0

I came across a LP problem in which a factory recruited workers on daily basis giving them wages per day. I don't remember the figures but I remember what was in the question. We had to find the number of male and female workers which should be recruited so as to minimise the the total expenditure on their wages. On solving through graphical method (the only method I know) the answer came out to be in fractions. How can the number of female or male workers be fractional? Out of three corner points 2 were fractional so I wrote the 3rd point saying that workers cannot be fractional. What would be the correct answer?

  • 2
    You might of course have part-time workers ... – Hagen von Eitzen Jan 31 '16 at 15:08
  • And workaholics. – mvw Jan 31 '16 at 15:10
  • A practical answer is to round up the numbers of workers to the next whole number. This may not be optimal. If your solution is $2.5$ men, $4.7$ women, you know you can get done with $3$ men, $5$ women, but having the extra women may mean you don't need the last man. The next ones to check would be $2,5$ and $3,4$ to see if you get done. – Ross Millikan Jan 31 '16 at 15:18

2 Answers2

0

If the variables are restrained to integer values, as they seem in this case, you have an integer linear programming problem, with its own solutions methods.

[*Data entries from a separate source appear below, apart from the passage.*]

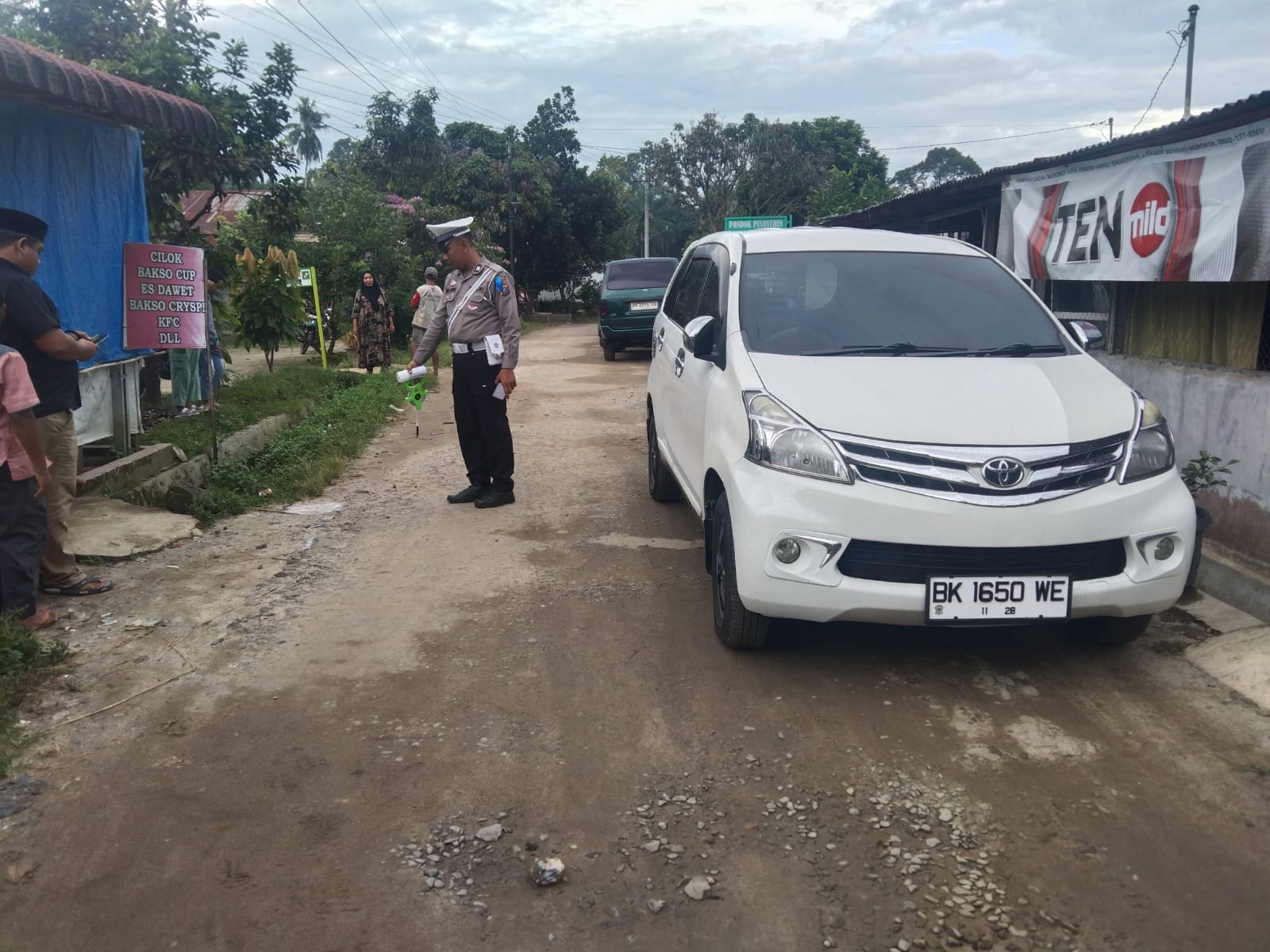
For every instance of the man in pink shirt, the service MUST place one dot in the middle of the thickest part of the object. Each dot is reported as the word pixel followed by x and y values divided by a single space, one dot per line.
pixel 23 482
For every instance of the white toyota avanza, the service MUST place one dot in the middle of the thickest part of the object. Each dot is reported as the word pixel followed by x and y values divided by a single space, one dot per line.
pixel 892 428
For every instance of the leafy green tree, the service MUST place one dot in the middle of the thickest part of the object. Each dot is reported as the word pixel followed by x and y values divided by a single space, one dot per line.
pixel 268 301
pixel 550 136
pixel 719 169
pixel 940 165
pixel 844 192
pixel 465 137
pixel 302 135
pixel 704 164
pixel 402 143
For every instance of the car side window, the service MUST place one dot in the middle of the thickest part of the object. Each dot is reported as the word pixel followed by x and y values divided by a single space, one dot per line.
pixel 710 294
pixel 683 309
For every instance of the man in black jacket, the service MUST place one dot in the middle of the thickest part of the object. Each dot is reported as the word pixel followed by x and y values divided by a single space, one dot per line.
pixel 35 329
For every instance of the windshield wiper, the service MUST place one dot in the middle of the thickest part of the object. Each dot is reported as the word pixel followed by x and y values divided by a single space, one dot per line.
pixel 897 349
pixel 1019 351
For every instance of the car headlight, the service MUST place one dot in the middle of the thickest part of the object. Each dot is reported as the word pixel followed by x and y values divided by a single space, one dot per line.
pixel 1151 451
pixel 783 441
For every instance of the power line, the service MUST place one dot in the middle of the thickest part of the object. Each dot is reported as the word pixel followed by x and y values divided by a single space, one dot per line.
pixel 273 14
pixel 992 139
pixel 1181 41
pixel 341 44
pixel 427 69
pixel 324 50
pixel 410 57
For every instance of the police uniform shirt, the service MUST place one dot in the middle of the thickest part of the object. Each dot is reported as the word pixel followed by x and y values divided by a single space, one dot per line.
pixel 468 315
pixel 32 314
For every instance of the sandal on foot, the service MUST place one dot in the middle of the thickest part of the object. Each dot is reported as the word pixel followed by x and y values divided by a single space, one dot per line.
pixel 40 619
pixel 84 587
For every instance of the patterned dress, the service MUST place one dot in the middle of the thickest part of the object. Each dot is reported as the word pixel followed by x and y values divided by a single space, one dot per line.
pixel 372 321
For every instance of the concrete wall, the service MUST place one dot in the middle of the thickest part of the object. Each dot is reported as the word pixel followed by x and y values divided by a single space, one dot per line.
pixel 1226 413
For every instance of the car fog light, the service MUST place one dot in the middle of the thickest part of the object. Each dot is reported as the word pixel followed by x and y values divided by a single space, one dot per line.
pixel 787 551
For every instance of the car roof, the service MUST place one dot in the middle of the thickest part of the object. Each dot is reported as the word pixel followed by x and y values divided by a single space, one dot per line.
pixel 817 239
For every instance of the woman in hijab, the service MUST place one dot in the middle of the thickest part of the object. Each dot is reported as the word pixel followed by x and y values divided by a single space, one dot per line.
pixel 372 325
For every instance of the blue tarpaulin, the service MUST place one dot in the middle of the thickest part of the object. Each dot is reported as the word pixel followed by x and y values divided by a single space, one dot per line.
pixel 86 179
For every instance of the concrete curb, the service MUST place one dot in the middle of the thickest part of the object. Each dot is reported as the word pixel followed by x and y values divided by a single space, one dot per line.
pixel 1229 581
pixel 194 473
pixel 1238 657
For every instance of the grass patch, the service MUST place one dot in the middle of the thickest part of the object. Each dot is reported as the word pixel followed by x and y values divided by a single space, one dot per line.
pixel 251 400
pixel 305 459
pixel 300 463
pixel 25 662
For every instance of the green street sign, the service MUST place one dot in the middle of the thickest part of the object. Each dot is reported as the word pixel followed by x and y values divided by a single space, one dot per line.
pixel 749 224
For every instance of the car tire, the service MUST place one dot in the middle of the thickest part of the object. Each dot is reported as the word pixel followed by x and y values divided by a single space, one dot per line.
pixel 1110 632
pixel 662 484
pixel 737 626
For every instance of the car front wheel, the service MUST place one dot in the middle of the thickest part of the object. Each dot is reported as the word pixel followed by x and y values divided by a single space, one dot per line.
pixel 736 625
pixel 1110 632
pixel 662 484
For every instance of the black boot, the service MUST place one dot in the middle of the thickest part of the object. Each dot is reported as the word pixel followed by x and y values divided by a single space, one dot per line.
pixel 468 495
pixel 495 498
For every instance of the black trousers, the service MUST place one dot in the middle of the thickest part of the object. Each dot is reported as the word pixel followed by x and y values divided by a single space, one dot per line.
pixel 22 543
pixel 480 418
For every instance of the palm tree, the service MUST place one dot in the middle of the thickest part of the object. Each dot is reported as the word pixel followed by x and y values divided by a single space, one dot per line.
pixel 302 135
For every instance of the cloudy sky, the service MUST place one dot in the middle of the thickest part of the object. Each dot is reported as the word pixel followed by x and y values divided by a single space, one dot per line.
pixel 995 76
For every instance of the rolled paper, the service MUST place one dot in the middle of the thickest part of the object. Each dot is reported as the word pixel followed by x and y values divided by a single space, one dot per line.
pixel 406 376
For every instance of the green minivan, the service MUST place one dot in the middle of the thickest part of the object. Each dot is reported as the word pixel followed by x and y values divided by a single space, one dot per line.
pixel 630 296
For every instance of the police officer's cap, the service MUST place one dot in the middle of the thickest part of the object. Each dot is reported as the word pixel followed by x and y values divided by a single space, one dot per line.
pixel 22 224
pixel 448 232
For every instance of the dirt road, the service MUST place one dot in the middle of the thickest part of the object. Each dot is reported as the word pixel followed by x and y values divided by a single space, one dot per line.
pixel 368 689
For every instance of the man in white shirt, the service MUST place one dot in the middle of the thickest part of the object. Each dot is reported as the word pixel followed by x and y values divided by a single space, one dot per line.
pixel 427 298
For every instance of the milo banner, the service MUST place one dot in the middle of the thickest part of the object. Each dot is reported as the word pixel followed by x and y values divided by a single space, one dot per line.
pixel 1191 211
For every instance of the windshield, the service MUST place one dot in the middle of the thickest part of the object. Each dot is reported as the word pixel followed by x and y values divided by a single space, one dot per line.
pixel 633 276
pixel 891 304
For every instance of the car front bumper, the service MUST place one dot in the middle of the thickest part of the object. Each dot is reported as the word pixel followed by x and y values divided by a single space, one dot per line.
pixel 768 505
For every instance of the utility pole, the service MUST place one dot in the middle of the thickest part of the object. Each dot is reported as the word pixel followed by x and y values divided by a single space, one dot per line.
pixel 645 216
pixel 511 213
pixel 1191 56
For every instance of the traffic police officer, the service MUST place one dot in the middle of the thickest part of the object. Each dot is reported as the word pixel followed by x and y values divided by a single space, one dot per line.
pixel 478 313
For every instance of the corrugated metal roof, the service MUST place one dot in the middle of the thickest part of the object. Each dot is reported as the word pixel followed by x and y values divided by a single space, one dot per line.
pixel 226 207
pixel 1237 113
pixel 29 73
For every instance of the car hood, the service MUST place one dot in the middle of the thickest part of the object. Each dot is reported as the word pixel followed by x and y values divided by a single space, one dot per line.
pixel 952 400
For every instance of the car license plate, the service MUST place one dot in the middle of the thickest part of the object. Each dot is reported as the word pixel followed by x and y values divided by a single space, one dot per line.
pixel 1016 598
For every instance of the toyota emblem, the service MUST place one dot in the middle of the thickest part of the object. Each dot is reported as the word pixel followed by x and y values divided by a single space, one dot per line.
pixel 1003 473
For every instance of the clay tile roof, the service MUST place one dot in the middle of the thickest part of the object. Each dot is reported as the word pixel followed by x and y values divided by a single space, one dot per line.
pixel 29 73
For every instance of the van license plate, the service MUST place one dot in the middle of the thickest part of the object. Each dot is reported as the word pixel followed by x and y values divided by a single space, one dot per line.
pixel 1016 598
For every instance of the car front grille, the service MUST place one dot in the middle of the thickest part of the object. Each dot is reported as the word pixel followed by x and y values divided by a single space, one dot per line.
pixel 891 562
pixel 956 473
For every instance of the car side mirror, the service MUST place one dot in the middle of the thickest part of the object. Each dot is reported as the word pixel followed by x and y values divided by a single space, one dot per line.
pixel 698 336
pixel 1087 334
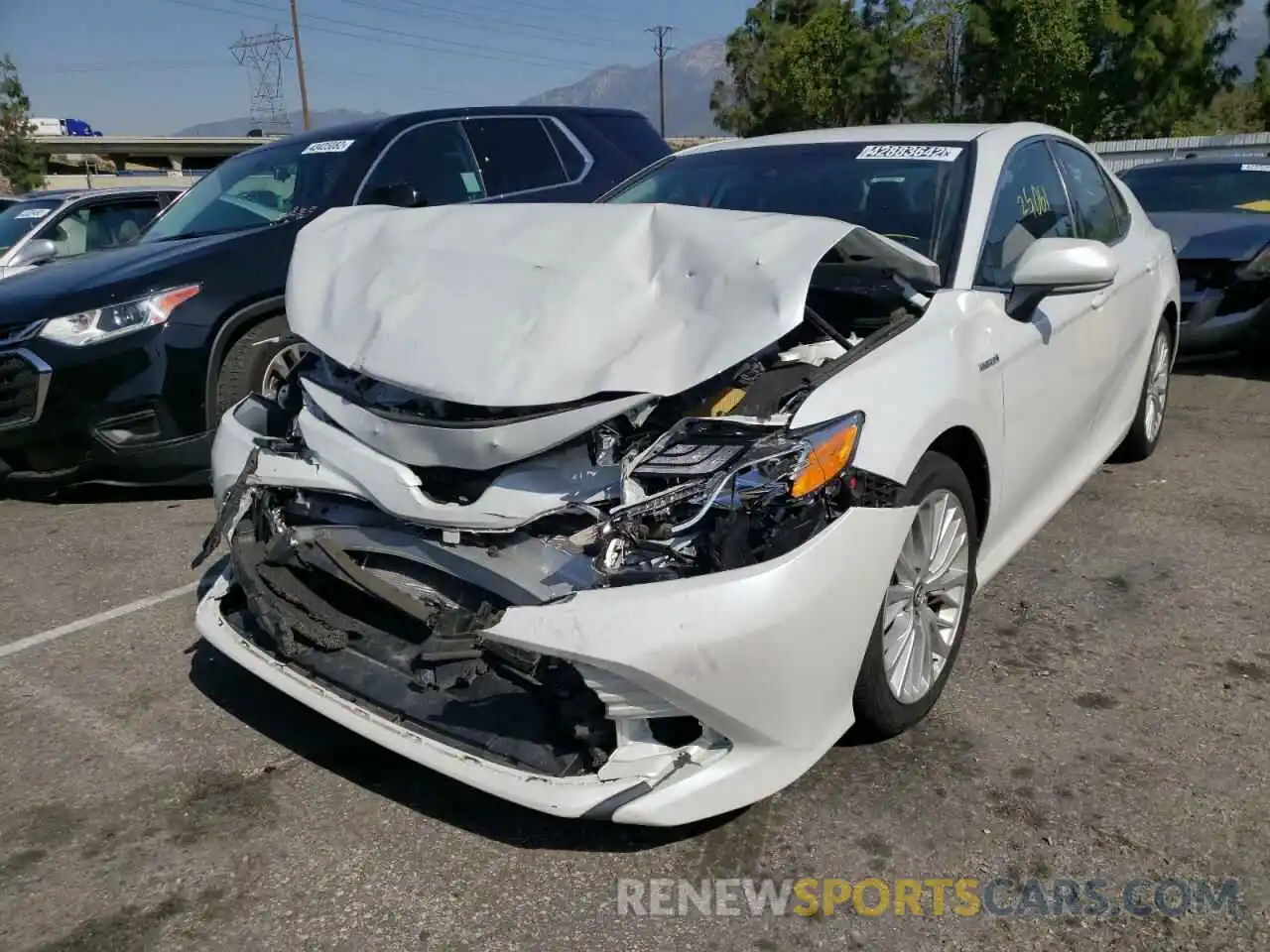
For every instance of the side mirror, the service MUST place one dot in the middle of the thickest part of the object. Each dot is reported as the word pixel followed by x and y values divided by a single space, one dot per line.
pixel 35 252
pixel 1058 267
pixel 399 194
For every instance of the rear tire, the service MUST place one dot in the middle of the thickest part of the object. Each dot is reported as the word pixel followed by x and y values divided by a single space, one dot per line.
pixel 243 368
pixel 881 711
pixel 1148 419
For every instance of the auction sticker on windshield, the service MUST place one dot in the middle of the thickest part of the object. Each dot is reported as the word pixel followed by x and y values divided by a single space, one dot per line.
pixel 334 145
pixel 933 154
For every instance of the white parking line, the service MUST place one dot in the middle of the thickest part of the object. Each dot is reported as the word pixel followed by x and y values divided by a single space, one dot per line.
pixel 54 634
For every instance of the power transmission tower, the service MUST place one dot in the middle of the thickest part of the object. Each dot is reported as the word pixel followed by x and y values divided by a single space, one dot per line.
pixel 661 49
pixel 263 55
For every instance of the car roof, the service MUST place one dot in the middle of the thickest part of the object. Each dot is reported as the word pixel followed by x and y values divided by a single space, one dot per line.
pixel 68 194
pixel 998 135
pixel 376 123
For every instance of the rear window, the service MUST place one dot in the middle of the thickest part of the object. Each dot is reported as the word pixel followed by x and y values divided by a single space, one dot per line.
pixel 634 136
pixel 1234 186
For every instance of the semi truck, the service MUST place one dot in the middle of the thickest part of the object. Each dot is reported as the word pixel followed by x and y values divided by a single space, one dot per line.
pixel 62 127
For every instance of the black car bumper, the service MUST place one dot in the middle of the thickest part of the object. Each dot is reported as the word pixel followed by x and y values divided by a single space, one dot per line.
pixel 127 412
pixel 1219 318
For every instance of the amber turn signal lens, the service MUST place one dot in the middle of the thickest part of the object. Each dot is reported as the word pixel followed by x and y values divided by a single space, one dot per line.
pixel 828 458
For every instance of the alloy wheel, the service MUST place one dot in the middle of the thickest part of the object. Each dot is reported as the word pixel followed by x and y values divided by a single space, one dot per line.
pixel 280 367
pixel 924 606
pixel 1157 388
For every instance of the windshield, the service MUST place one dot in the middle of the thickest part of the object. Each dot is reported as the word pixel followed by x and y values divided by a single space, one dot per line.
pixel 255 188
pixel 908 191
pixel 1202 188
pixel 17 220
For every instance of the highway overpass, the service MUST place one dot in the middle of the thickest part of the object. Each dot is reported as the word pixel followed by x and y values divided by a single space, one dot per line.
pixel 148 157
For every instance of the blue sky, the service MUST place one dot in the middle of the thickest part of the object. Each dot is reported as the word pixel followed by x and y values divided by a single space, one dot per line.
pixel 154 66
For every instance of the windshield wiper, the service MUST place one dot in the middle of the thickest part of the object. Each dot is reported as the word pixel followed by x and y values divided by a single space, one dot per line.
pixel 198 234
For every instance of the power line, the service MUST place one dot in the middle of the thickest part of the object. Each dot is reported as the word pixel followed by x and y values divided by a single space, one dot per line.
pixel 300 66
pixel 474 50
pixel 661 49
pixel 262 55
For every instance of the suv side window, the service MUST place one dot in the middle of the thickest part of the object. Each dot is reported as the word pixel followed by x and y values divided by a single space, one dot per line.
pixel 516 154
pixel 1030 204
pixel 1095 212
pixel 93 227
pixel 435 159
pixel 574 162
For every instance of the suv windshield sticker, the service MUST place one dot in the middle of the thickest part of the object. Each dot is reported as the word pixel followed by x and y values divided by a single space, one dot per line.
pixel 334 145
pixel 934 154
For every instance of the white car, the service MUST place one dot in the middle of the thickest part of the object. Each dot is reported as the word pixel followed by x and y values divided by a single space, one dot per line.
pixel 633 509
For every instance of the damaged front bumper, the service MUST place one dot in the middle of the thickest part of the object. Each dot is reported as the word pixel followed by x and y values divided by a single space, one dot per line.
pixel 654 703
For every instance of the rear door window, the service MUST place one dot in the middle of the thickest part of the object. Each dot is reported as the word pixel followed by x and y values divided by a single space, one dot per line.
pixel 435 159
pixel 574 162
pixel 516 154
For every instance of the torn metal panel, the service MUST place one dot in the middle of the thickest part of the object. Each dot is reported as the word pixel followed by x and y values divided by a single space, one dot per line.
pixel 521 304
pixel 520 494
pixel 465 447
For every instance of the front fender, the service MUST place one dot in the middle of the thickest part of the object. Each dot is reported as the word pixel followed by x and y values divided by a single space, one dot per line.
pixel 934 377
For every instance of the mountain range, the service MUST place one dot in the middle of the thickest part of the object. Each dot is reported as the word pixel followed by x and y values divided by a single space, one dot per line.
pixel 690 76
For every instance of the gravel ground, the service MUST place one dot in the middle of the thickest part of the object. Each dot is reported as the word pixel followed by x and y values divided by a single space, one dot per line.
pixel 1106 720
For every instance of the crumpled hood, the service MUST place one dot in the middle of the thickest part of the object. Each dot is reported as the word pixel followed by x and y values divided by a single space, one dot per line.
pixel 1232 236
pixel 530 304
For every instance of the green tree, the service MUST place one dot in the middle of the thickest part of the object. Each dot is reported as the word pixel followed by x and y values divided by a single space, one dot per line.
pixel 756 102
pixel 933 49
pixel 19 162
pixel 1160 63
pixel 815 63
pixel 1029 60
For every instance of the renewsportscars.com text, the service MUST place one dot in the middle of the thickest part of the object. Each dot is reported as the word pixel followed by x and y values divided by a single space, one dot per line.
pixel 931 896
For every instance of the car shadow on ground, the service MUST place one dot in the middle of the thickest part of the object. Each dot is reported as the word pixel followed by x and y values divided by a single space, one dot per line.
pixel 336 749
pixel 1234 366
pixel 102 494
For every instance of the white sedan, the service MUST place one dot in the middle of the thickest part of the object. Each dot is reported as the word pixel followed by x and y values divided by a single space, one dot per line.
pixel 631 509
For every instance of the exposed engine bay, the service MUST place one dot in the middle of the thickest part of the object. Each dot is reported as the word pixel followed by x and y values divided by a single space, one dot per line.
pixel 705 481
pixel 394 602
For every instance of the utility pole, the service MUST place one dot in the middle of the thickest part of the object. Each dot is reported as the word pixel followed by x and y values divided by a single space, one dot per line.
pixel 300 63
pixel 661 49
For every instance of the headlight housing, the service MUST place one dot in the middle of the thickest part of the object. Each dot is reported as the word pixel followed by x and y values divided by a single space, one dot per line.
pixel 116 320
pixel 1259 267
pixel 705 457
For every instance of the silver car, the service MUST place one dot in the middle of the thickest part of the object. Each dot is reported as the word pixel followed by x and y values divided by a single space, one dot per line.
pixel 48 226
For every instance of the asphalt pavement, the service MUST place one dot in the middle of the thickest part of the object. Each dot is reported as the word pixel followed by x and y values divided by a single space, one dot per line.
pixel 1107 720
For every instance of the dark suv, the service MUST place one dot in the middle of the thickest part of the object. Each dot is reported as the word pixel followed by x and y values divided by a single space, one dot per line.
pixel 116 367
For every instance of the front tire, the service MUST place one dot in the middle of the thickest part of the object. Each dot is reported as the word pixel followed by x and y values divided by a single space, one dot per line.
pixel 1148 419
pixel 254 363
pixel 919 631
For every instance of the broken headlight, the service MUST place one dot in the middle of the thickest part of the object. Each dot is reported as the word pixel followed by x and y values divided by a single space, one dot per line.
pixel 757 477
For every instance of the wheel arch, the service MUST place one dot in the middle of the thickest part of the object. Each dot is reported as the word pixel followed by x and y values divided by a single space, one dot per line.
pixel 232 327
pixel 964 447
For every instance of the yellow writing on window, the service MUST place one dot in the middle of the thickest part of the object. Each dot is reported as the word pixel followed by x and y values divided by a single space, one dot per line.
pixel 1033 200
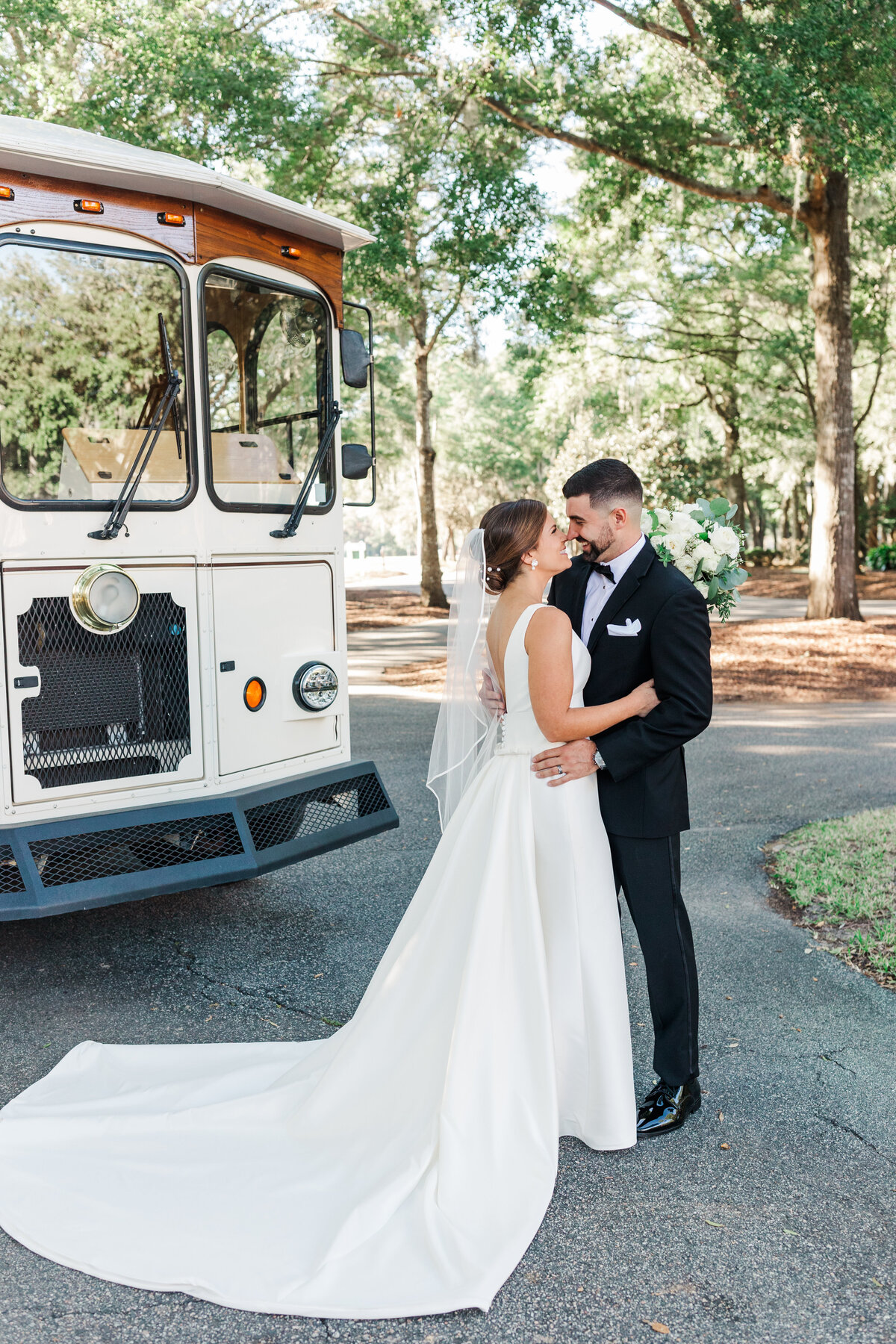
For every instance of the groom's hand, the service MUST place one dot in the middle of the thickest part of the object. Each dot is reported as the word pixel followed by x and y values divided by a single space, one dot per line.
pixel 574 759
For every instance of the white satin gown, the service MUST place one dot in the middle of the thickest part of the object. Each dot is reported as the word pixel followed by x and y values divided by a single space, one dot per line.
pixel 402 1166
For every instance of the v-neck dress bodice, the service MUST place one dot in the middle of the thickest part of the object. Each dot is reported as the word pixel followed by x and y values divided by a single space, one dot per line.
pixel 402 1166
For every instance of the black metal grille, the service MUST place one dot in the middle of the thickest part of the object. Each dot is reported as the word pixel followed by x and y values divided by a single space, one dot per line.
pixel 158 844
pixel 111 706
pixel 314 809
pixel 10 875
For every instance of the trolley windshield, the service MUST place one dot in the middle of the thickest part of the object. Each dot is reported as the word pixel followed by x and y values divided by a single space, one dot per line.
pixel 267 373
pixel 81 374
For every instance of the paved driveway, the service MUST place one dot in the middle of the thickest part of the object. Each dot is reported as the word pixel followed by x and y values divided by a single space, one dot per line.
pixel 786 1236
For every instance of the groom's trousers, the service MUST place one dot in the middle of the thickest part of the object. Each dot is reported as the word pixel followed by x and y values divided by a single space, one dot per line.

Many LP solvers, like lp_solve, offer to model ILP problems as well.

mvw
  • 34,562
0

It doesn't follow that the third corner point is the best integral solution. Graphically, what you want is the best grid point (both variables a whole number), so having determined the slope of the objective function, slide its line left-downwards (as you're minimising) as far as possible while still passing through one.